Hispanic individuals are one and a half times more likely to develop some form of dementia.

— Elizabeth Muñoz

Muñoz, an assistant professor of human development at the University, said since a treatment for Alzheimer’s doesn’t exist yet, the best strategy for preventing the disease is “to identify modifiable factors that contribute to Alzheimer’s disease.” The link between discrimination and cognitive impairment could be one of these factors. 

Muñoz said one group of participants, called the “High Declining” group, said they experienced high levels of discrimination that declined over time. This group had lower levels of cognitive function at the end of the study compared to the “Stable Low” group, who reported low levels of discrimination throughout the study period. 

Muñoz said the Stable Low group was composed of Mexican immigrants who took the survey in Spanish. The High Declining group, born into U.S. culture, took the survey in English. She said those more acclimated to the U.S reported experiencing more discrimination.

“Mexican-origin individuals more assimilated to U.S. culture might be occupying more diverse spaces that primarily consist of non-Hispanic whites,” Muñoz said. “Those who are low in acculturation may be staying within their communities.”

Muñoz said her team has several theories that may explain the potential link between discrimination and cognitive impairment.

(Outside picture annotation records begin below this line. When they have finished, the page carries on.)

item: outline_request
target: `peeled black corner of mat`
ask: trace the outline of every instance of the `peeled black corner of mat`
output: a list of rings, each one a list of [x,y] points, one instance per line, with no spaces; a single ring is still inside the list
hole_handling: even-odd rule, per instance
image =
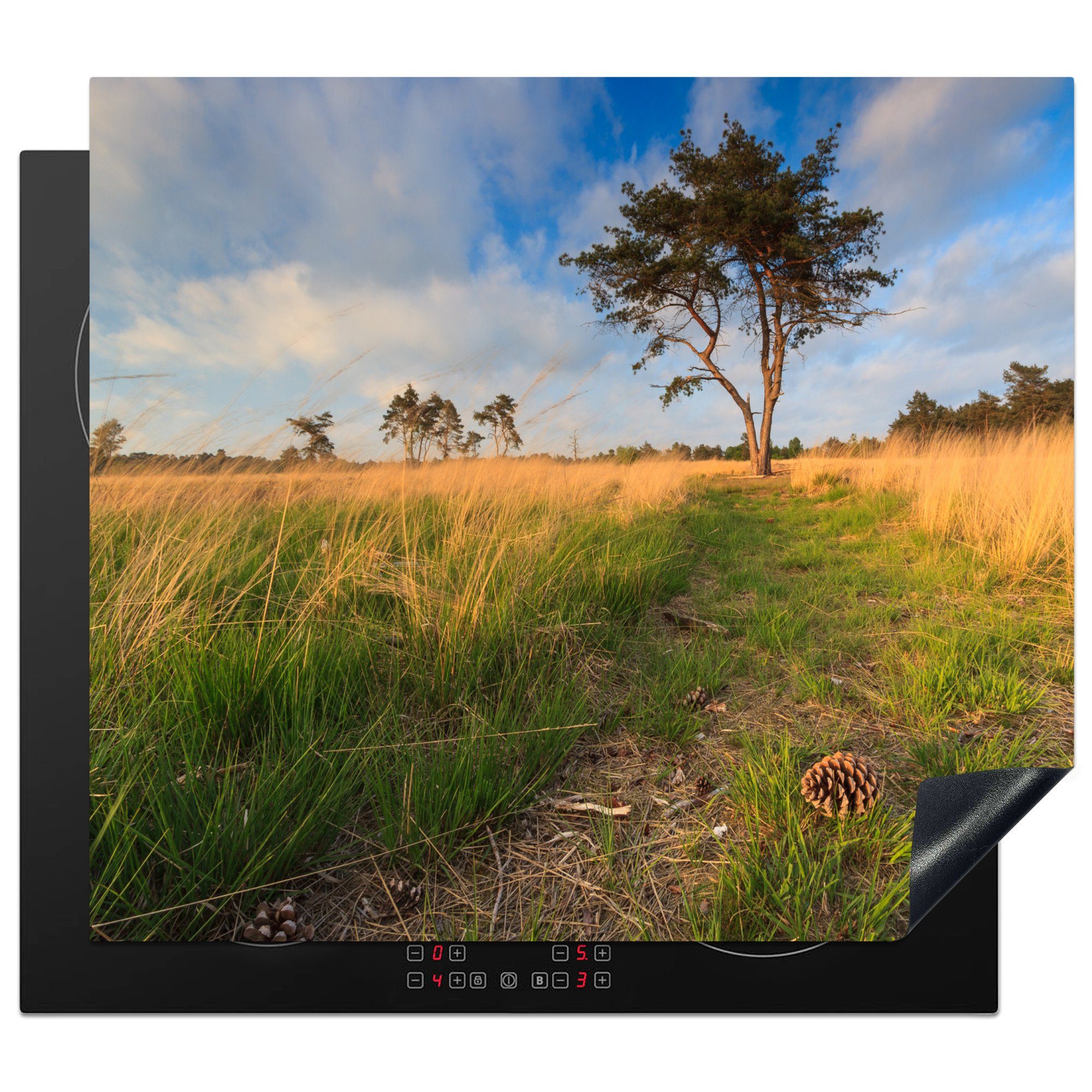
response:
[[[910,928],[1067,773],[1068,769],[986,770],[923,781],[910,856]]]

“Discrimination activates a physiological stress response, and physiological stress is linked with poor cognitive health outcomes over time,” Muñoz said. “Discrimination can discourage individuals from pursuing higher education, and education is a key protective factor against cognitive decline.”

Neuroscience junior Anna Xaymongkhol said she was not surprised by the results of this study.

“Discrimination has negatively impacted (people of color) in many ways for many years, and cognitive impairment is another one to add to the list,” Xaymongkhol said in an email.

Muñoz said this research points out larger implications for medical professionals and how they should approach cognitive impairment.

“It’s important for clinicians and practitioners to be aware that their patients have (had) experiences that uniquely influence their health outcomes,” Muñoz said.